A rock memorabilia collector in Chicago has won a major fraud case after claiming Ross Halfin, the well known music photographer, sold him Lynyrd Skynyrd prints that were not his to sell.
Collector Jeremy Wagner met U.K. photographer Ross Halfin at a dinner in Paris back in 2017, PetaPixel have reported. When Wagner mentioned that he was into 1970s era Lynyrd Skynyrd, Halfin said he had shot the band at the time and still owned the original negatives and contact sheets.
In early 2018 Wagner followed up, eventually agreeing to buy a print titled Nuthin Fancy 75. Ross Halfin then emailed him contact sheets and pointed out more photos he said were his work, including shots said to be from Knebworth House in 1976 and another image titled Hammersmith Oct 27 1975.
Wagner paid more than $7,300 for four prints, then spent over $1,000 having them custom framed, believing he owned genuine Ross Halfin pieces of Lynyrd Skynyrd history.

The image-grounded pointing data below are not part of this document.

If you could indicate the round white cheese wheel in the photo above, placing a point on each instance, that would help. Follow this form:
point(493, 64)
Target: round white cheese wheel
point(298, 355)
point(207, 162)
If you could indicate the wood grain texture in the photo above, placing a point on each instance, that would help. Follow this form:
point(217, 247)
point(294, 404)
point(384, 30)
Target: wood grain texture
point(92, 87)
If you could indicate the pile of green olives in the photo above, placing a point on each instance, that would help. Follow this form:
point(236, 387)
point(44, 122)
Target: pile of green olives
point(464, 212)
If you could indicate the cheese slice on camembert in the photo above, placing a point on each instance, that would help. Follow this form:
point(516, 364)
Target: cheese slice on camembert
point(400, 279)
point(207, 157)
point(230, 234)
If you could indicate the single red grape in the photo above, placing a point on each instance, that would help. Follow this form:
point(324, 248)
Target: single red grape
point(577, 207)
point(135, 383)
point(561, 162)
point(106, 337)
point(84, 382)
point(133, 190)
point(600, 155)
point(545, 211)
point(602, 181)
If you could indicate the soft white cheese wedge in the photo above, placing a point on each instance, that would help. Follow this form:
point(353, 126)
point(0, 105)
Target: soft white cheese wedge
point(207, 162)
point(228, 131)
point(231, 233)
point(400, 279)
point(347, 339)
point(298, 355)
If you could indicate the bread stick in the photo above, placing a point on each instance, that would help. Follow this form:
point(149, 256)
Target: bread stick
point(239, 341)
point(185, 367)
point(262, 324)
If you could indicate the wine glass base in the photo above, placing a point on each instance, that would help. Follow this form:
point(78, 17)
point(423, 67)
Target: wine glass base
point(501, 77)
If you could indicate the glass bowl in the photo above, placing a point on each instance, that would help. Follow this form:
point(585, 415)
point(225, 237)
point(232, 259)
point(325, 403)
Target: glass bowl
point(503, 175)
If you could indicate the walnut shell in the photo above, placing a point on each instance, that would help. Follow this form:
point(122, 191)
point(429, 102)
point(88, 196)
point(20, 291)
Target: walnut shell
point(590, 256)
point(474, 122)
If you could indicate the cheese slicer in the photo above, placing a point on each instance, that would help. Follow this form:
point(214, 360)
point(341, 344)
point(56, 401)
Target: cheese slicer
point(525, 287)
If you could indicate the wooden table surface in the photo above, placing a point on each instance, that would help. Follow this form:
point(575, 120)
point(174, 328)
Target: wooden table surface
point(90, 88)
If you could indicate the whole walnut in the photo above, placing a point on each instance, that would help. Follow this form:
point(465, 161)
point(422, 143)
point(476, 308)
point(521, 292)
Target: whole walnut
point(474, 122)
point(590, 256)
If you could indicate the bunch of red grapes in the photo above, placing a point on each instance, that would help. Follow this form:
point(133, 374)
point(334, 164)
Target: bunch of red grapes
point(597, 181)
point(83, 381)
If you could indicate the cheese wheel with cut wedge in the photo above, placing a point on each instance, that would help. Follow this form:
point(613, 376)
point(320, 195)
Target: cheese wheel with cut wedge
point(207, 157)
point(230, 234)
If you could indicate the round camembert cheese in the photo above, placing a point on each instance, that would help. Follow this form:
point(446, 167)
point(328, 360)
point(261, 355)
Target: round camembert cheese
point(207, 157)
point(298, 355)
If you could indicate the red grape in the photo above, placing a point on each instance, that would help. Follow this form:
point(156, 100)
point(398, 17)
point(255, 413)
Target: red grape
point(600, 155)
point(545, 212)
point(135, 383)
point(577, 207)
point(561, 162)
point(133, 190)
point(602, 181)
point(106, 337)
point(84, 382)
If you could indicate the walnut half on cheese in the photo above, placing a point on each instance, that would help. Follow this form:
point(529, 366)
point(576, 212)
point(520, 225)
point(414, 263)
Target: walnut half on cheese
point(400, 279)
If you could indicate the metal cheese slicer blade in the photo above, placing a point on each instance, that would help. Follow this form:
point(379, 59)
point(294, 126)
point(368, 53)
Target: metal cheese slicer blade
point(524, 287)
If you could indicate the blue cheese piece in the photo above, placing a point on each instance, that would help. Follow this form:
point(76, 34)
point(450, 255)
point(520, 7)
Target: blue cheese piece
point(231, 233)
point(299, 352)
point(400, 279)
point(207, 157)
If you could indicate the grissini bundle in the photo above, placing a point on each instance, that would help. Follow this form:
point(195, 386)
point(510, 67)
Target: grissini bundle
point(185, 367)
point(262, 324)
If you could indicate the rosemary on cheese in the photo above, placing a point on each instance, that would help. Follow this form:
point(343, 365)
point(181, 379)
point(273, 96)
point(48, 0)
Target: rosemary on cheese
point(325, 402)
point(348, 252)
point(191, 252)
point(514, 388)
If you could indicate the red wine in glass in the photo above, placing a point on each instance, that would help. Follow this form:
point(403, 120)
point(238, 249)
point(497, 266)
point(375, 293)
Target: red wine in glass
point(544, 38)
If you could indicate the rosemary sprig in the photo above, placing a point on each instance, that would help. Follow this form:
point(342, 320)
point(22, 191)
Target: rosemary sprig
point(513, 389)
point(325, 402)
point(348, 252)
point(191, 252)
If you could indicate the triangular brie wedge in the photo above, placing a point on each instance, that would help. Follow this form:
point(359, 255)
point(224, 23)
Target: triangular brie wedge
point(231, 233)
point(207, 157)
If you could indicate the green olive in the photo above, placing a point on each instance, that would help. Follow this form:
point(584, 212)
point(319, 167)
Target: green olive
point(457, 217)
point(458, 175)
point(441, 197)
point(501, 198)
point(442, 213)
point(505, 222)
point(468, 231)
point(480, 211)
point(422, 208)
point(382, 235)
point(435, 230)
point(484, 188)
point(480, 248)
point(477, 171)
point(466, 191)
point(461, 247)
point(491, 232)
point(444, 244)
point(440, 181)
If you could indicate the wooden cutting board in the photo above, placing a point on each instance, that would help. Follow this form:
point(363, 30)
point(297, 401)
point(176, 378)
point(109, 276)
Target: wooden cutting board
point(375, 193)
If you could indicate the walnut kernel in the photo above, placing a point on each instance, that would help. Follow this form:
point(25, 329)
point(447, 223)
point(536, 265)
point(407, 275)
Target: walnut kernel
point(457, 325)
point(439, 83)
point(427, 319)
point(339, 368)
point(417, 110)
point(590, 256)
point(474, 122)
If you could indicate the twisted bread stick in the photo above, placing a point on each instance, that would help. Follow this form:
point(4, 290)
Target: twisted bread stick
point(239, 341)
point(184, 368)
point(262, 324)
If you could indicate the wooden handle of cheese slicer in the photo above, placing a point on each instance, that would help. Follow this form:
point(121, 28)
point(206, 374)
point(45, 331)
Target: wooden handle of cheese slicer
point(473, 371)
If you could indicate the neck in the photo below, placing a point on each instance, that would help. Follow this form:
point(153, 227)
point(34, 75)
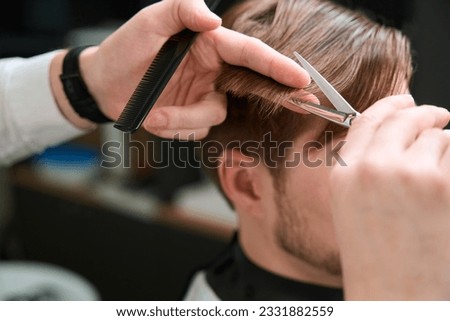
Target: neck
point(263, 251)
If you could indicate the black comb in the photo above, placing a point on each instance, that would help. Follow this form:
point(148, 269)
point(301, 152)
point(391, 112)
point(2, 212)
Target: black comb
point(159, 73)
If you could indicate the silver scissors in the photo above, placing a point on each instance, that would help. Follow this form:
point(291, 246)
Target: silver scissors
point(344, 112)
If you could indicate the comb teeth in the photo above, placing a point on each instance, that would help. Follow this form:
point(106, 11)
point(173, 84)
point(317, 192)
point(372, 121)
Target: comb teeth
point(159, 73)
point(154, 80)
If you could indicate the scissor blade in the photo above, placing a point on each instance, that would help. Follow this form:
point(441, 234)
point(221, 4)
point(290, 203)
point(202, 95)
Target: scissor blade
point(335, 98)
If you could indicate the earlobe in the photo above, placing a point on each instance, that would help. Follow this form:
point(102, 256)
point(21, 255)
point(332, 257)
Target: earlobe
point(240, 180)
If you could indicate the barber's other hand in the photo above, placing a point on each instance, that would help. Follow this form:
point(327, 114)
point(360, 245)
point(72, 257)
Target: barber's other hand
point(189, 103)
point(391, 203)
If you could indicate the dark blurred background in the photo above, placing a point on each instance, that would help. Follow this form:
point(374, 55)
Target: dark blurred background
point(142, 258)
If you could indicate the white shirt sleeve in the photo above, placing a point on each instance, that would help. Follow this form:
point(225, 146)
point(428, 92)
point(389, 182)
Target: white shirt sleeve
point(30, 120)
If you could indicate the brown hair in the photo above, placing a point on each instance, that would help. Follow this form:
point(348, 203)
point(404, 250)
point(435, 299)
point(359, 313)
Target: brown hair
point(363, 60)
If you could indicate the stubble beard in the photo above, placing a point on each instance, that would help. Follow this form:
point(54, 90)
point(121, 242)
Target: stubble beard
point(294, 236)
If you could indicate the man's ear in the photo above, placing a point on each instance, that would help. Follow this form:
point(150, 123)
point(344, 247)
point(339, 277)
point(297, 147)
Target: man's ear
point(240, 178)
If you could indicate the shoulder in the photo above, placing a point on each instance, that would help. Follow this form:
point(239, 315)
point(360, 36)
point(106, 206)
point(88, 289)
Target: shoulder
point(200, 290)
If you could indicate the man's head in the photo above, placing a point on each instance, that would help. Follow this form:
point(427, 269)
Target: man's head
point(274, 163)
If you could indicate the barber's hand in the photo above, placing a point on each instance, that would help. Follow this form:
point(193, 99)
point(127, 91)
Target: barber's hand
point(189, 103)
point(391, 203)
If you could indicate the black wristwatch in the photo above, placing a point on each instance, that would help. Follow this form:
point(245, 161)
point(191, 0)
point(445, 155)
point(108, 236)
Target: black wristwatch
point(76, 90)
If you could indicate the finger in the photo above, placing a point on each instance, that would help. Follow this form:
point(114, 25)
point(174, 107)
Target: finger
point(399, 131)
point(445, 160)
point(241, 50)
point(365, 126)
point(185, 134)
point(210, 111)
point(180, 14)
point(429, 148)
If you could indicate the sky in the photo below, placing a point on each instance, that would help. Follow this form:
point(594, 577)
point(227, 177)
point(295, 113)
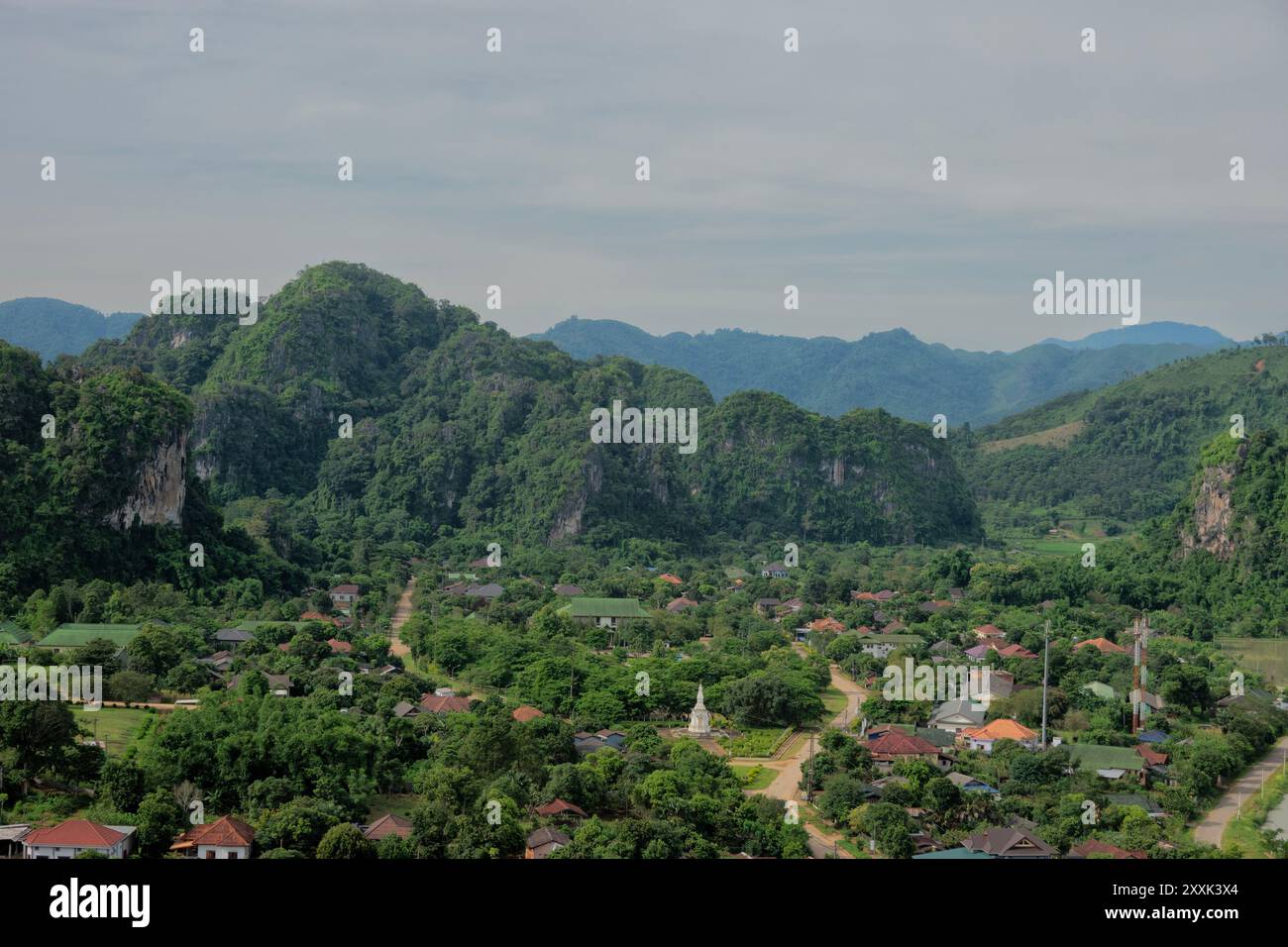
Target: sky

The trouble only surfaced years later. In 2023 a Lynyrd Skynyrd expert contacted Wagner about using the images in a book. Once the expert saw the photos, he immediately said that the Knebworth and Hammersmith shots were actually taken by another photographer, Barry Plummer, and that the Nuthin Fancy print was also not Ross Halfin’s work. He produced contact sheets showing the same images correctly credited to Plummer and said he believed Halfin had cropped out those credits before sending his versions.
According to court filings, Plummer later confirmed by email that the disputed photos were his. The expert also challenged Halfin’s story that he had photographed the band playing their classic Free Bird at Knebworth, noting that the guitars in the images do not match what the band used for that song.
Wagner decided to take the matter to court. He served Halfin with a lawsuit in December 2024 while attending Metallica guitarist Kirk Hammett’s wedding in California. Halfin then failed to appear at several hearings and, through his attorney, reportedly admitted that the factual allegations in the complaint were true. That left him facing liability for consumer fraud under Illinois law.
With Halfin unwilling or unable to continue contesting the case, the court entered a default judgment. Wagner was awarded $61,241 in compensatory and punitive damages, plus attorneys’ fees and costs, a far higher figure than the original purchase price of the prints.
Halfin is a high profile music photographer who trades as RHP Ltd and sells his work directly to fans and collectors through his own site and online galleries. Wagner’s lawyer has suggested that other buyers could now step forward if they believe they were sold prints where the true copyright holder was someone else, raising uncomfortable questions for the wider rock and Heavy Metal memorabilia market.
For Lynyrd Skynyrd fans, the case is a reminder that the story behind a print or poster can be every bit as important as the image itself. Provenance matters, even when a famous signature is on the border.